Institutionen wie die Verfassung, die Polizei oder die Justiz spielen in der Demokratie eine zentrale Rolle. Genau darum sind sie in der Strategie der AfD wichtige Ziele, um das von ihnen angestrebte autoritäre Gesellschaftsmodell zu etablieren. Wie die AfD versucht, in Institutionen Fuß zu fassen und diese zu verändern, untersuchen Forscher*innen bei dem hochkarätig besetzten Workshop „Die Gefahren der Delegitimierung und Destabilisierung von gesellschaftlichen und staatlichen Institutionen durch den Autoritären Nationalradikalismus der AfD“, der vom 4. bis zum 6. Dezember am Zentrum für interdisziplinäre Forschung (ZiF) der Universität Bielefeld stattfindet.
„Für die Sicherung der Demokratie einer pluralistischen Gesellschaft und eines liberalen Staates im Sinne des Grundgesetzes spielen Institutionen eine herausragende Rolle“, erklärt der Bielefelder Soziologe Professor Dr. Wilhelm Heitmeyer, der die Tagung zusammen mit dem Juristen Professor Dr. Günter Frankenberg (Frankfurt a.M.) leitet. Institutionen definieren Rechte und Pflichten der Bürger*innen, bestimmen, welches Verhalten insbesondere von politischen Entscheidungsträger*innen erwartet werden kann und nach welchen Prinzipien sie sich zu richten haben. Institutionen stabilisieren Gesellschaften und machen Politik kontrollierbar. Verständlich, dass sie die ersten Angriffspunkte für Strömungen sind, die darauf zielen, Gesellschaften massiv zu verändern.

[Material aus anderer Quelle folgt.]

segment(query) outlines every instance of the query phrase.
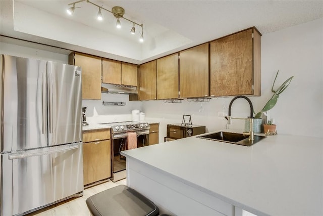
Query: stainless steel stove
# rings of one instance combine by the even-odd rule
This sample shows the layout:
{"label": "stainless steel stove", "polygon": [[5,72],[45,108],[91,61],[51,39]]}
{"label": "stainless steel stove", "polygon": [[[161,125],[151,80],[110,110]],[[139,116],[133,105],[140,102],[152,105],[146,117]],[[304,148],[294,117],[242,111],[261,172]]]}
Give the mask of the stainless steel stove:
{"label": "stainless steel stove", "polygon": [[149,130],[150,128],[149,124],[147,122],[139,122],[137,121],[104,123],[101,124],[111,126],[112,134],[136,132],[147,129]]}
{"label": "stainless steel stove", "polygon": [[124,121],[104,123],[111,127],[111,180],[114,182],[126,177],[126,158],[121,155],[127,149],[128,133],[137,134],[137,148],[149,144],[150,125],[148,122]]}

Identitätspolitik soll als Kulturkampf durchgesetzt werden
„Die Vielfalt ihrer Funktionen macht Institutionen zu neuralgischen Punkten insbesondere demokratischer Gesellschaften, die sozialen, kulturellen und politischen Wandlungsprozessen und sozio-ökonomischen wie politischen Krisen ausgesetzt sind, die Veränderungen mit sich bringen oder Anpassungsprozesse erfordern“, erklärt Günter Frankenberg. Das sei die Situation, in der die AfD versuche, in die bestehenden Institutionen einzuwandern und sie in ihrem Sinne zu verändern. „Die Strategie der AfD zielt erkennbar darauf ab, in die gesellschaftlichen und staatlichen Institutionen einzudringen, nationalistische Positionierungen im sozio-ökonomischen Kontext des ‚Deutschland zuerst‘ zu etablieren, ‚Fremde‘ abzuwehren und im kulturellen Kontext eine Neudeutung deutscher Geschichte und eine Identitätspolitik als Kulturkampf durchzusetzen“, so Heitmeyer.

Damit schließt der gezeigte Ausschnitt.